Ford Motor Co. (NYSE: F) and General Motors Co. (NYSE: GM) both face challenges as 2012 closes that they did not face at the start of the year. Most of the trouble comes from Europe, where each has a substantial part of its overall sales. Next year the hurdle could be the U.S. market in which each has prospered. A slowing economy and fiscal cliff damage to consumer spending may make it harder for the two companies to improve profits and hold current production levels in America.
GM decided to hold on to its extremely troubled Opel division, which is the umbrella of its Europe operations. Many investors hoped GM would jettison the property and sell it to a local manufacturer like Peugeot. But a European car company may be unable to raise funds to bolster market share as the EU recession deepens.
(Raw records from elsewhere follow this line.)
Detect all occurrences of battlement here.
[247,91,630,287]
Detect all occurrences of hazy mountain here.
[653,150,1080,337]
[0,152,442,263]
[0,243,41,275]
And GM’s loss of almost $500 million in Europe for its third quarter would make a transaction even harder. Doubling down in a dying market likely would not give bankers an appetite to fund an auto deal for an EU-based company to buy Opel. And GM would have to take a multibillion-dollar write-off on factories and union obligations if it did exit Europe. For whatever reason, GM management remains committed to the region. That means it has made a commitment to lose money there, probably for years.
Ford’s problems in Europe are only slightly worse than GM’s. Ford’s worldwide third-quarter profits fell 1.1%, and Europe was the cause. The second-largest U.S. manufacturer lost $468 million in the region. It took record results in North America to almost offset Europe’s drag.
Although U.S. sales pulled both GM and Ford back to profitability after the battering each took during the recession, their market share gains have disappeared and unit sales have slowed. If the American economy tips toward another sharp slowdown, with the fiscal cliff as the probable cause, total U.S. car sales may fall in 2013. For the first 10 months of the year, GM sold 2,163,479 cars and light trucks. That made it the market share leader in America, but its sales were only up 3.6% for the year, compared with a 13.8% increase for the entire industry. Ford’s sales rose 4.9% for the same period to 1,853,015.
A surge in the U.S. sales of Toyota Motor Corp. (NYSE: TM) hurt GM and Ford. With production trouble caused by the Japan earthquake behind it, Toyota can once again build enough cars and light trucks to handle American demand. Its sales rose 30% in the first 10 months of the year to 1,726, 666, so it is biting at Ford’s heels.
The “rising tide” that lifted American car sales for most large manufacturers helped GM and Ford. Now, the tide may go out in 2013.